Трагедия Второй мировой войны не отрицается, но постоянно соседствует с напоминаниями о советизации балтийских республик. Неразрывно связаны эти вопросы и с положением русскоязычного населения, часть которого протестовала против выхода из СССР, не приняла новые исторические парадигмы, а также оказалась в когорте «неграждан» в Эстонии и Латвии. Другой цвет паспорта объяснялся «незаконностью» въезда в Эстонию и Латвию в советское время, поскольку это было сделано без ведома правительств в изгнании, продолжавших традицию республик до присоединения к СССР. Для приехавших на работу в Эстонскую и Латвийскую ССР и осевших там в советское время монументальные воплощения этой эпохи играли первостепенную роль в самоидентификации и исторической памяти, а иные формы государственного правления рассматривались как враждебные и сепаратистские. Ввиду сопротивления этой значительной части населения историческая политика в Эстонии и Латвии нуждалась в большей поддержке со стороны правительства и значительном финансировании, тогда как в соседней этнически однородной Литве не наблюдается острой нужды в консолидации общества, и политика памяти сосредоточена скорее на противостоянии Польше и Беларуси в контексте своей версии истории Великого княжества Литовского. Тем не менее антикоммунистическая историческая линия остается важнейшим политическим связующим звеном стран Балтии, определяющим их законодательное оформление, историческую преемственность с досоветскими республиками, а также их приоритет евроатлантической интеграции и разрыв связей с Россией.

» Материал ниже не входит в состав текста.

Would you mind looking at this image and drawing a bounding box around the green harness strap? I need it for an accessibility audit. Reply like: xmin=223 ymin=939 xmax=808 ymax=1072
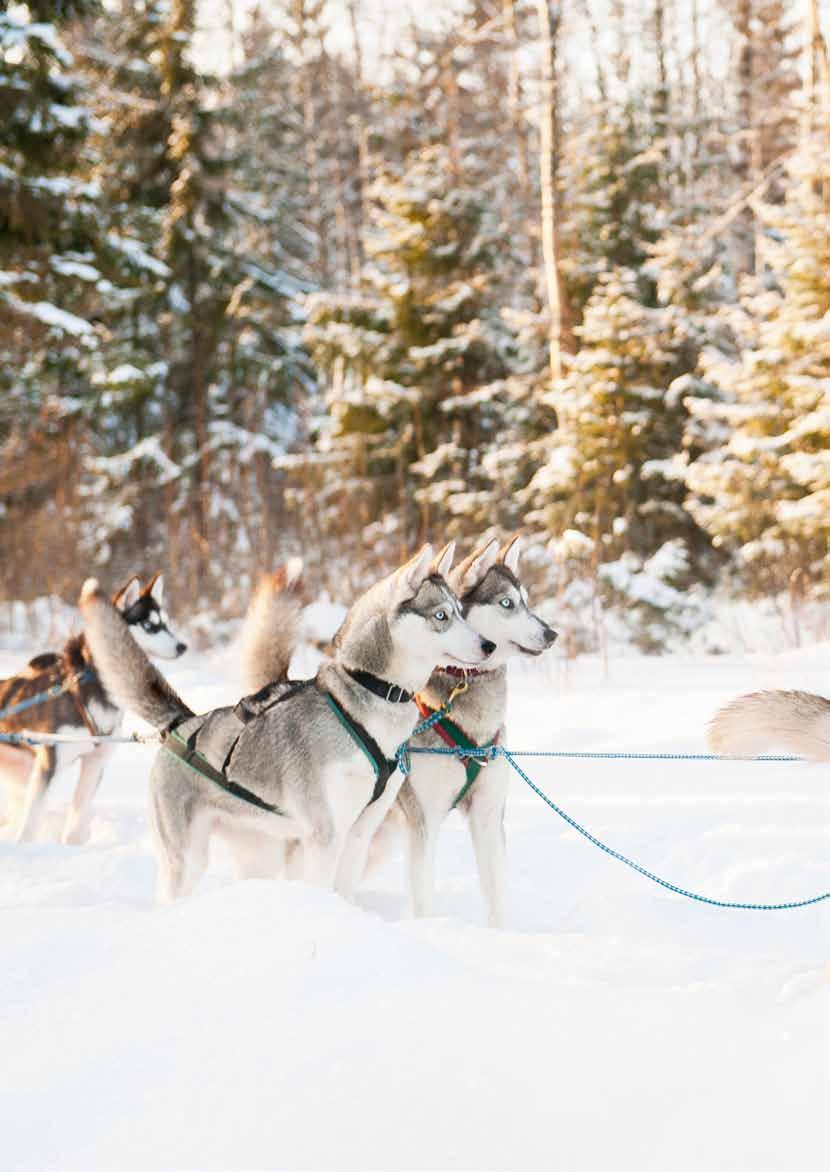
xmin=415 ymin=697 xmax=499 ymax=809
xmin=162 ymin=729 xmax=284 ymax=814
xmin=322 ymin=692 xmax=398 ymax=804
xmin=162 ymin=691 xmax=398 ymax=815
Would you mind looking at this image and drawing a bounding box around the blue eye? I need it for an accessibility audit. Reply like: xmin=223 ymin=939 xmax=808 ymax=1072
xmin=500 ymin=598 xmax=514 ymax=610
xmin=434 ymin=610 xmax=448 ymax=622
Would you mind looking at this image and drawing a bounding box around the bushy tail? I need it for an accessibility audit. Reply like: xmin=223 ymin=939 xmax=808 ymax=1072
xmin=79 ymin=579 xmax=193 ymax=730
xmin=708 ymin=690 xmax=830 ymax=761
xmin=240 ymin=559 xmax=304 ymax=693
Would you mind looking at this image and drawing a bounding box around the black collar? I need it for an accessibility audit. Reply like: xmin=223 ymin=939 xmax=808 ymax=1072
xmin=345 ymin=668 xmax=412 ymax=704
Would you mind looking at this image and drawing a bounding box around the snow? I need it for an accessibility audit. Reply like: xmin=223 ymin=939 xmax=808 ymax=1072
xmin=2 ymin=645 xmax=830 ymax=1170
xmin=106 ymin=233 xmax=171 ymax=279
xmin=6 ymin=296 xmax=95 ymax=337
xmin=50 ymin=256 xmax=101 ymax=283
xmin=1 ymin=16 xmax=73 ymax=68
xmin=90 ymin=436 xmax=181 ymax=484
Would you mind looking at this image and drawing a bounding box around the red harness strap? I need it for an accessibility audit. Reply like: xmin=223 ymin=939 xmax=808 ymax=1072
xmin=415 ymin=695 xmax=463 ymax=752
xmin=413 ymin=695 xmax=500 ymax=808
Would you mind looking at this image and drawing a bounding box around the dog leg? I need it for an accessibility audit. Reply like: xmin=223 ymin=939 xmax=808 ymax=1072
xmin=335 ymin=790 xmax=400 ymax=900
xmin=400 ymin=788 xmax=438 ymax=918
xmin=150 ymin=768 xmax=213 ymax=901
xmin=62 ymin=744 xmax=113 ymax=845
xmin=466 ymin=773 xmax=507 ymax=929
xmin=157 ymin=810 xmax=212 ymax=902
xmin=219 ymin=825 xmax=284 ymax=880
xmin=303 ymin=826 xmax=343 ymax=889
xmin=284 ymin=839 xmax=305 ymax=879
xmin=13 ymin=747 xmax=56 ymax=843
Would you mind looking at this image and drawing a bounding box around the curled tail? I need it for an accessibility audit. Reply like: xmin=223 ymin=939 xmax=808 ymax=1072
xmin=708 ymin=689 xmax=830 ymax=761
xmin=79 ymin=579 xmax=193 ymax=730
xmin=241 ymin=559 xmax=304 ymax=693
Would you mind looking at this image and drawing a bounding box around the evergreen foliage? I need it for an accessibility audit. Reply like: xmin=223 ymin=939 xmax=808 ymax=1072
xmin=2 ymin=0 xmax=829 ymax=651
xmin=304 ymin=143 xmax=516 ymax=549
xmin=684 ymin=146 xmax=830 ymax=596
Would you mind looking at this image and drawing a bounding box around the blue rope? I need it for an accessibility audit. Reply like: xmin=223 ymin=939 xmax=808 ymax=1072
xmin=399 ymin=742 xmax=829 ymax=912
xmin=0 ymin=669 xmax=92 ymax=725
xmin=396 ymin=699 xmax=460 ymax=776
xmin=409 ymin=747 xmax=801 ymax=763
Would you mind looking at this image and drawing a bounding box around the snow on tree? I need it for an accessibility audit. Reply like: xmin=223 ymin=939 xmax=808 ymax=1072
xmin=0 ymin=0 xmax=104 ymax=599
xmin=684 ymin=144 xmax=830 ymax=596
xmin=303 ymin=142 xmax=517 ymax=547
xmin=74 ymin=1 xmax=313 ymax=601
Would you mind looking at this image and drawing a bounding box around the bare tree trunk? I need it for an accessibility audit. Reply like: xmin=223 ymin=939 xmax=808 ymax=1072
xmin=503 ymin=0 xmax=532 ymax=189
xmin=347 ymin=0 xmax=367 ymax=280
xmin=575 ymin=0 xmax=607 ymax=103
xmin=327 ymin=50 xmax=358 ymax=288
xmin=609 ymin=0 xmax=630 ymax=88
xmin=442 ymin=41 xmax=462 ymax=178
xmin=536 ymin=0 xmax=572 ymax=383
xmin=653 ymin=0 xmax=669 ymax=138
xmin=735 ymin=0 xmax=756 ymax=273
xmin=690 ymin=0 xmax=703 ymax=126
xmin=293 ymin=1 xmax=329 ymax=287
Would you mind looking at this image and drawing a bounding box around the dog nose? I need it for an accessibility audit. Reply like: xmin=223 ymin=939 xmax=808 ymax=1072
xmin=480 ymin=638 xmax=496 ymax=657
xmin=543 ymin=624 xmax=557 ymax=646
xmin=176 ymin=642 xmax=188 ymax=656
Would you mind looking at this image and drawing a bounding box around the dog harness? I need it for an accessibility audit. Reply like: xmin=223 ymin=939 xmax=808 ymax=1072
xmin=161 ymin=674 xmax=402 ymax=814
xmin=413 ymin=694 xmax=500 ymax=808
xmin=323 ymin=692 xmax=399 ymax=799
xmin=163 ymin=729 xmax=284 ymax=813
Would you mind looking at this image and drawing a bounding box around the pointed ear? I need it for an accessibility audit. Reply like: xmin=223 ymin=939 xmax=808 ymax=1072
xmin=429 ymin=540 xmax=456 ymax=580
xmin=390 ymin=544 xmax=434 ymax=605
xmin=499 ymin=534 xmax=524 ymax=575
xmin=452 ymin=538 xmax=500 ymax=595
xmin=145 ymin=571 xmax=165 ymax=606
xmin=113 ymin=576 xmax=141 ymax=613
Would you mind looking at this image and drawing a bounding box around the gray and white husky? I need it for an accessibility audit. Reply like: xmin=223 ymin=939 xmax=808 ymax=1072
xmin=709 ymin=689 xmax=830 ymax=761
xmin=394 ymin=535 xmax=557 ymax=927
xmin=79 ymin=545 xmax=495 ymax=901
xmin=0 ymin=574 xmax=186 ymax=844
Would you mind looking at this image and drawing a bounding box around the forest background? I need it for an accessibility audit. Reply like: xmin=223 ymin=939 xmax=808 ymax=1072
xmin=3 ymin=0 xmax=830 ymax=654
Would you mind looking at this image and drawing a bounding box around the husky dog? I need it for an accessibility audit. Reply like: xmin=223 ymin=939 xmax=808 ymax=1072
xmin=240 ymin=557 xmax=304 ymax=694
xmin=394 ymin=535 xmax=557 ymax=928
xmin=79 ymin=545 xmax=495 ymax=901
xmin=709 ymin=689 xmax=830 ymax=761
xmin=0 ymin=574 xmax=186 ymax=844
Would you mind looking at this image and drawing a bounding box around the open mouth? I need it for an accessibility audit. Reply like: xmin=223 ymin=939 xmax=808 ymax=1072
xmin=511 ymin=642 xmax=543 ymax=657
xmin=447 ymin=653 xmax=490 ymax=666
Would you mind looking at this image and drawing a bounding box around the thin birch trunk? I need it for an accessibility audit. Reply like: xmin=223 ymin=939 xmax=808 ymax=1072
xmin=735 ymin=0 xmax=756 ymax=273
xmin=536 ymin=0 xmax=572 ymax=383
xmin=502 ymin=0 xmax=532 ymax=190
xmin=294 ymin=1 xmax=328 ymax=286
xmin=575 ymin=0 xmax=607 ymax=103
xmin=347 ymin=0 xmax=367 ymax=280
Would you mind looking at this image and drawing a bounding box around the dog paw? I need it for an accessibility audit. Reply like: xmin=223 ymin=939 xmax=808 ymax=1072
xmin=61 ymin=824 xmax=90 ymax=847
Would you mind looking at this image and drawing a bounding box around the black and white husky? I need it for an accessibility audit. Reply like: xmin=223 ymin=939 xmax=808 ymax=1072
xmin=395 ymin=536 xmax=557 ymax=927
xmin=239 ymin=537 xmax=556 ymax=926
xmin=0 ymin=574 xmax=186 ymax=844
xmin=79 ymin=545 xmax=495 ymax=901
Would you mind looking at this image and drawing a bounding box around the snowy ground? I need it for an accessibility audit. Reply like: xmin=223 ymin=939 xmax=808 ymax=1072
xmin=2 ymin=643 xmax=830 ymax=1171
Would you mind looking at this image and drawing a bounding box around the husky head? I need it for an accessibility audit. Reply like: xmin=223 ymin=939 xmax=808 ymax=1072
xmin=448 ymin=535 xmax=557 ymax=668
xmin=112 ymin=573 xmax=187 ymax=660
xmin=336 ymin=544 xmax=494 ymax=692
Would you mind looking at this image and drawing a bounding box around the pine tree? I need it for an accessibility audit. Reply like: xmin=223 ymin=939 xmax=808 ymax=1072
xmin=684 ymin=146 xmax=830 ymax=596
xmin=0 ymin=0 xmax=103 ymax=599
xmin=74 ymin=0 xmax=312 ymax=601
xmin=304 ymin=142 xmax=516 ymax=548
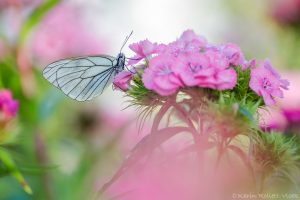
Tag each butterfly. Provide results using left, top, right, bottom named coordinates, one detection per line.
left=42, top=31, right=133, bottom=101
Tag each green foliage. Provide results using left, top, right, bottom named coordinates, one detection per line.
left=219, top=67, right=262, bottom=105
left=215, top=67, right=264, bottom=124
left=127, top=75, right=152, bottom=105
left=0, top=59, right=22, bottom=93
left=215, top=67, right=253, bottom=101
left=250, top=131, right=300, bottom=185
left=127, top=74, right=166, bottom=107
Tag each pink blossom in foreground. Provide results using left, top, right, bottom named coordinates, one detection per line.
left=142, top=55, right=182, bottom=96
left=164, top=30, right=207, bottom=57
left=97, top=106, right=151, bottom=155
left=249, top=59, right=289, bottom=106
left=106, top=137, right=255, bottom=200
left=30, top=4, right=105, bottom=65
left=0, top=90, right=18, bottom=123
left=113, top=71, right=134, bottom=92
left=128, top=40, right=165, bottom=65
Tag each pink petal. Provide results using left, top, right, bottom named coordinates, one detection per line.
left=262, top=91, right=276, bottom=106
left=129, top=42, right=142, bottom=54
left=142, top=68, right=156, bottom=90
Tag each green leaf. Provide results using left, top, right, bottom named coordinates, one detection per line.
left=18, top=0, right=60, bottom=45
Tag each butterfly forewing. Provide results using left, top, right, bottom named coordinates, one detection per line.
left=43, top=55, right=118, bottom=101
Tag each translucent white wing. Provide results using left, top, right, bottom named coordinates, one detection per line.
left=43, top=55, right=118, bottom=101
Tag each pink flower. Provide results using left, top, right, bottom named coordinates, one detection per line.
left=174, top=53, right=212, bottom=87
left=0, top=90, right=18, bottom=123
left=212, top=68, right=237, bottom=90
left=271, top=0, right=300, bottom=25
left=220, top=43, right=245, bottom=67
left=259, top=108, right=288, bottom=132
left=179, top=29, right=207, bottom=45
left=259, top=72, right=300, bottom=131
left=174, top=52, right=237, bottom=90
left=283, top=108, right=300, bottom=124
left=174, top=51, right=237, bottom=90
left=113, top=71, right=134, bottom=92
left=142, top=55, right=182, bottom=96
left=164, top=30, right=207, bottom=57
left=128, top=40, right=164, bottom=65
left=249, top=59, right=289, bottom=106
left=243, top=59, right=257, bottom=70
left=29, top=4, right=105, bottom=65
left=205, top=50, right=229, bottom=70
left=201, top=51, right=237, bottom=90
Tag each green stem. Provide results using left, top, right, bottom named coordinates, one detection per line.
left=0, top=148, right=32, bottom=194
left=214, top=141, right=224, bottom=172
left=172, top=103, right=205, bottom=174
left=34, top=132, right=54, bottom=200
left=258, top=172, right=266, bottom=193
left=150, top=100, right=173, bottom=133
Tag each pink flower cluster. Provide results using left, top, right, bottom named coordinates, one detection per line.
left=113, top=30, right=289, bottom=106
left=140, top=31, right=241, bottom=96
left=0, top=89, right=18, bottom=123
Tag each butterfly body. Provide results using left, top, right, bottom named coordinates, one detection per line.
left=43, top=53, right=126, bottom=101
left=115, top=53, right=126, bottom=73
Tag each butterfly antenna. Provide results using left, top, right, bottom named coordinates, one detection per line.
left=120, top=30, right=133, bottom=53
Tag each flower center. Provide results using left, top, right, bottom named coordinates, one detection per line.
left=263, top=78, right=272, bottom=90
left=189, top=62, right=202, bottom=73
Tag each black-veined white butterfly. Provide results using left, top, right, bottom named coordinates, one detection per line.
left=42, top=31, right=133, bottom=101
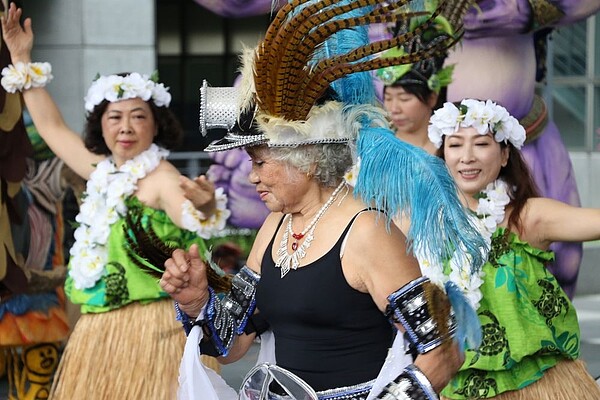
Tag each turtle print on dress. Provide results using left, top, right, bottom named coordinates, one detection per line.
left=454, top=370, right=499, bottom=399
left=104, top=262, right=129, bottom=307
left=532, top=278, right=569, bottom=327
left=469, top=310, right=511, bottom=368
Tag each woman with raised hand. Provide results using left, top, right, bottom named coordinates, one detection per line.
left=428, top=98, right=600, bottom=399
left=1, top=4, right=229, bottom=398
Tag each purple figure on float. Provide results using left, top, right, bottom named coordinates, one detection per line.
left=193, top=0, right=273, bottom=17
left=207, top=148, right=269, bottom=230
left=444, top=0, right=600, bottom=299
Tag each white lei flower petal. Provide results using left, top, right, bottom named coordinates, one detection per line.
left=68, top=144, right=169, bottom=289
left=180, top=187, right=230, bottom=240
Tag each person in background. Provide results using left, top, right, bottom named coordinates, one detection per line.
left=376, top=15, right=454, bottom=155
left=1, top=4, right=71, bottom=393
left=428, top=98, right=600, bottom=399
left=1, top=4, right=229, bottom=398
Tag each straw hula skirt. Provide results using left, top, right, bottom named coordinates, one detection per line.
left=49, top=298, right=220, bottom=399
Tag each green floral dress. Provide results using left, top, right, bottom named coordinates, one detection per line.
left=66, top=197, right=208, bottom=313
left=442, top=228, right=580, bottom=399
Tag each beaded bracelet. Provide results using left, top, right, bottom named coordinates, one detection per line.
left=174, top=301, right=196, bottom=336
left=0, top=61, right=53, bottom=93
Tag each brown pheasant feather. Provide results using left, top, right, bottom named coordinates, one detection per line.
left=253, top=0, right=472, bottom=123
left=278, top=4, right=416, bottom=118
left=124, top=207, right=232, bottom=293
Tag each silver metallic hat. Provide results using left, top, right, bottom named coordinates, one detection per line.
left=199, top=80, right=267, bottom=152
left=199, top=79, right=354, bottom=152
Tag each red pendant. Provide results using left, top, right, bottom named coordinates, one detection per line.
left=291, top=241, right=298, bottom=251
left=292, top=232, right=304, bottom=240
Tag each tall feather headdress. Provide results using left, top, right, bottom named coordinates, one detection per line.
left=200, top=0, right=487, bottom=281
left=201, top=0, right=471, bottom=150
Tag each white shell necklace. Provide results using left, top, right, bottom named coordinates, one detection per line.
left=275, top=180, right=346, bottom=278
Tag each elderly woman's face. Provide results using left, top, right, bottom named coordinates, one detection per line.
left=247, top=147, right=309, bottom=213
left=443, top=126, right=509, bottom=199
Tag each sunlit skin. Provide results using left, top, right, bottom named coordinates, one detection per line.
left=101, top=98, right=157, bottom=167
left=443, top=126, right=509, bottom=209
left=383, top=86, right=438, bottom=154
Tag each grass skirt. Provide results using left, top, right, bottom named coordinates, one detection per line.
left=49, top=298, right=217, bottom=399
left=442, top=359, right=600, bottom=400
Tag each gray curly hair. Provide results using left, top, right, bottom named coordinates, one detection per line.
left=267, top=143, right=355, bottom=187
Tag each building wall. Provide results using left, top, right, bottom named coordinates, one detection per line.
left=27, top=0, right=156, bottom=135
left=571, top=153, right=600, bottom=295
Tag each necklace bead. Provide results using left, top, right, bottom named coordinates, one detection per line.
left=275, top=181, right=346, bottom=278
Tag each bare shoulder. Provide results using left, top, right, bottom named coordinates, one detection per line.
left=246, top=212, right=283, bottom=274
left=342, top=209, right=421, bottom=309
left=348, top=209, right=406, bottom=245
left=521, top=197, right=571, bottom=226
left=135, top=160, right=182, bottom=208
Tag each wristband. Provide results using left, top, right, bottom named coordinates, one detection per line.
left=1, top=62, right=53, bottom=93
left=181, top=187, right=231, bottom=239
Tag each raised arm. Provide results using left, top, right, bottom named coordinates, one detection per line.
left=524, top=197, right=600, bottom=248
left=1, top=3, right=102, bottom=179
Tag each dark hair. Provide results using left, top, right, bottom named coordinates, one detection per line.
left=436, top=139, right=539, bottom=234
left=83, top=76, right=183, bottom=155
left=383, top=73, right=447, bottom=110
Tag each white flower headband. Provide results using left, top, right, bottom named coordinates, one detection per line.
left=428, top=99, right=526, bottom=149
left=84, top=72, right=171, bottom=112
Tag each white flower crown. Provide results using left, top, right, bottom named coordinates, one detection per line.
left=428, top=99, right=526, bottom=149
left=84, top=72, right=171, bottom=112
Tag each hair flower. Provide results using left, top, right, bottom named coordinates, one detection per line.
left=84, top=71, right=171, bottom=112
left=428, top=99, right=526, bottom=149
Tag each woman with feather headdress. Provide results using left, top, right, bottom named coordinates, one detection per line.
left=159, top=1, right=490, bottom=399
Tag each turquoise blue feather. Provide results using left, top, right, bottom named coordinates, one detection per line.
left=445, top=280, right=482, bottom=352
left=305, top=0, right=376, bottom=106
left=354, top=127, right=487, bottom=274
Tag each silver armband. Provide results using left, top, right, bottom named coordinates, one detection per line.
left=385, top=277, right=456, bottom=354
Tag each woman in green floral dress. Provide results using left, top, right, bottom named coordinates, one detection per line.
left=427, top=99, right=600, bottom=399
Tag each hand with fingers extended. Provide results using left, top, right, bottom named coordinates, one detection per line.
left=180, top=175, right=217, bottom=217
left=160, top=244, right=210, bottom=318
left=1, top=2, right=34, bottom=63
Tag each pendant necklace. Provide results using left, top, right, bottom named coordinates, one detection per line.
left=275, top=181, right=346, bottom=278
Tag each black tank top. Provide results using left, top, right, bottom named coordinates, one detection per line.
left=255, top=211, right=394, bottom=391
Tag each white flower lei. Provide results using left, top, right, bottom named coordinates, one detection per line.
left=428, top=99, right=526, bottom=150
left=84, top=72, right=171, bottom=112
left=69, top=144, right=169, bottom=290
left=418, top=179, right=510, bottom=310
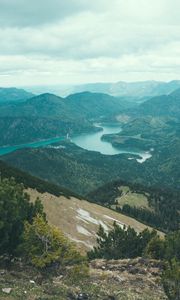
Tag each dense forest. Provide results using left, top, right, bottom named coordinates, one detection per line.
left=88, top=180, right=180, bottom=232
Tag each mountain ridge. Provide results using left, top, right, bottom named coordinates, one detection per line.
left=0, top=87, right=34, bottom=103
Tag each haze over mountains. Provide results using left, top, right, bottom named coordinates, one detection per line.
left=0, top=83, right=179, bottom=233
left=0, top=87, right=34, bottom=103
left=26, top=80, right=180, bottom=99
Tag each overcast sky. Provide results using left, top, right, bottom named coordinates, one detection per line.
left=0, top=0, right=180, bottom=86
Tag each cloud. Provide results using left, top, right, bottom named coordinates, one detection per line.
left=0, top=12, right=179, bottom=59
left=0, top=0, right=180, bottom=86
left=0, top=0, right=92, bottom=27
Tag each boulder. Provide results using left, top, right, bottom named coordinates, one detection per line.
left=2, top=287, right=12, bottom=294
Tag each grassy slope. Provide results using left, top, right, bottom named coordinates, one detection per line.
left=115, top=186, right=150, bottom=210
left=27, top=188, right=163, bottom=254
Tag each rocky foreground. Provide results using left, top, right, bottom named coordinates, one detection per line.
left=0, top=258, right=167, bottom=299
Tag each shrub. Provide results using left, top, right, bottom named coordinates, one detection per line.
left=162, top=259, right=180, bottom=300
left=22, top=215, right=84, bottom=269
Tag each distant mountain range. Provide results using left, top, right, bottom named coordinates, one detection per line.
left=71, top=80, right=180, bottom=99
left=0, top=87, right=34, bottom=103
left=26, top=80, right=180, bottom=99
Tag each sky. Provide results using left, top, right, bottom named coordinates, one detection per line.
left=0, top=0, right=180, bottom=87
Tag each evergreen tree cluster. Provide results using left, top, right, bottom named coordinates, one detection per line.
left=119, top=200, right=179, bottom=232
left=0, top=177, right=44, bottom=256
left=88, top=180, right=180, bottom=232
left=0, top=177, right=84, bottom=271
left=88, top=223, right=180, bottom=300
left=147, top=231, right=180, bottom=300
left=88, top=223, right=157, bottom=260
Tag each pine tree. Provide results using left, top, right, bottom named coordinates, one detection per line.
left=0, top=178, right=43, bottom=256
left=22, top=215, right=83, bottom=269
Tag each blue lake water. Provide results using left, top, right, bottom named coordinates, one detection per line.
left=71, top=124, right=152, bottom=162
left=0, top=137, right=65, bottom=156
left=0, top=124, right=152, bottom=162
left=71, top=124, right=123, bottom=155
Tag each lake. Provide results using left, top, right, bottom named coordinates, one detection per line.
left=71, top=124, right=123, bottom=155
left=71, top=124, right=152, bottom=163
left=0, top=124, right=152, bottom=163
left=0, top=137, right=65, bottom=156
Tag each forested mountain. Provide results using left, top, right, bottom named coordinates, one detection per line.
left=0, top=160, right=81, bottom=198
left=0, top=86, right=179, bottom=300
left=0, top=87, right=34, bottom=103
left=0, top=91, right=130, bottom=146
left=138, top=88, right=180, bottom=117
left=65, top=91, right=133, bottom=119
left=0, top=87, right=179, bottom=232
left=101, top=89, right=180, bottom=191
left=2, top=140, right=179, bottom=232
left=0, top=91, right=131, bottom=119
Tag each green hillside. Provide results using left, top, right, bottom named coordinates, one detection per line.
left=0, top=87, right=34, bottom=103
left=0, top=160, right=82, bottom=199
left=138, top=88, right=180, bottom=117
left=0, top=91, right=129, bottom=146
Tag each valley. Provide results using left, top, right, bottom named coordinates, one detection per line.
left=0, top=91, right=132, bottom=146
left=0, top=86, right=179, bottom=235
left=0, top=84, right=179, bottom=300
left=0, top=123, right=152, bottom=161
left=1, top=1, right=180, bottom=298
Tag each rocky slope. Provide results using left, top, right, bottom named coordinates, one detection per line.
left=0, top=258, right=166, bottom=299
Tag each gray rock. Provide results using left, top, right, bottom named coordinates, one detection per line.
left=77, top=293, right=89, bottom=299
left=30, top=280, right=35, bottom=284
left=2, top=287, right=12, bottom=294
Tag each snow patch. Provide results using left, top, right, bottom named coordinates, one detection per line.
left=76, top=208, right=110, bottom=231
left=68, top=236, right=93, bottom=249
left=76, top=216, right=89, bottom=224
left=99, top=220, right=109, bottom=231
left=104, top=215, right=124, bottom=229
left=77, top=208, right=99, bottom=225
left=76, top=225, right=92, bottom=236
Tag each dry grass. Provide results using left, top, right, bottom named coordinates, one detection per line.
left=115, top=186, right=151, bottom=210
left=27, top=188, right=163, bottom=253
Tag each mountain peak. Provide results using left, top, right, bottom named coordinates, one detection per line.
left=27, top=92, right=64, bottom=104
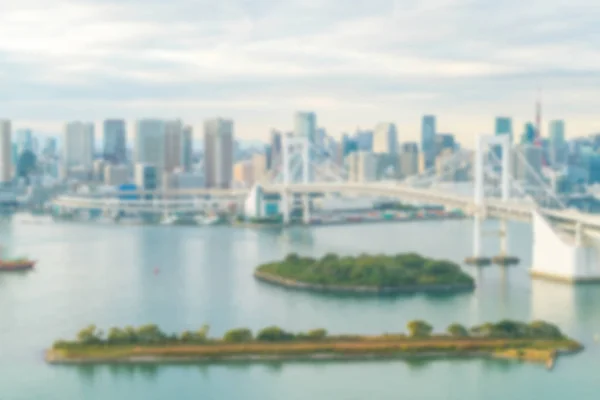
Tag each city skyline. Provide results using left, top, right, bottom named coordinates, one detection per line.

Политика памяти балтийской элиты относительно советских памятников во многом зависела от степени конструктивности отношений с Россией, которые сейчас переживают самый сложный этап за всю постсоветскую историю, а также взаимодействия с западными союзниками, которые, признавая факт «советской оккупации», не готовы были принять героизацию личностей и воинских формирований, связанных с Третьим Рейхом. На волне шока от спецоперации на Украине и резкого всплеска антироссийских настроений странам Балтии удалось на законодательном уровне заложить основу для окончательного сноса всех советских монументов, а тренд на обвинения России в фальсификации истории рискует стать уже общеевропейским, о чем говорит принятая в январе 2025 г. резолюция Европарламента с упреками в адрес Москвы в манипуляциях историческими фактами, в том числе относительно пакта Молотова — Риббентропа, для достижения геополитических целей.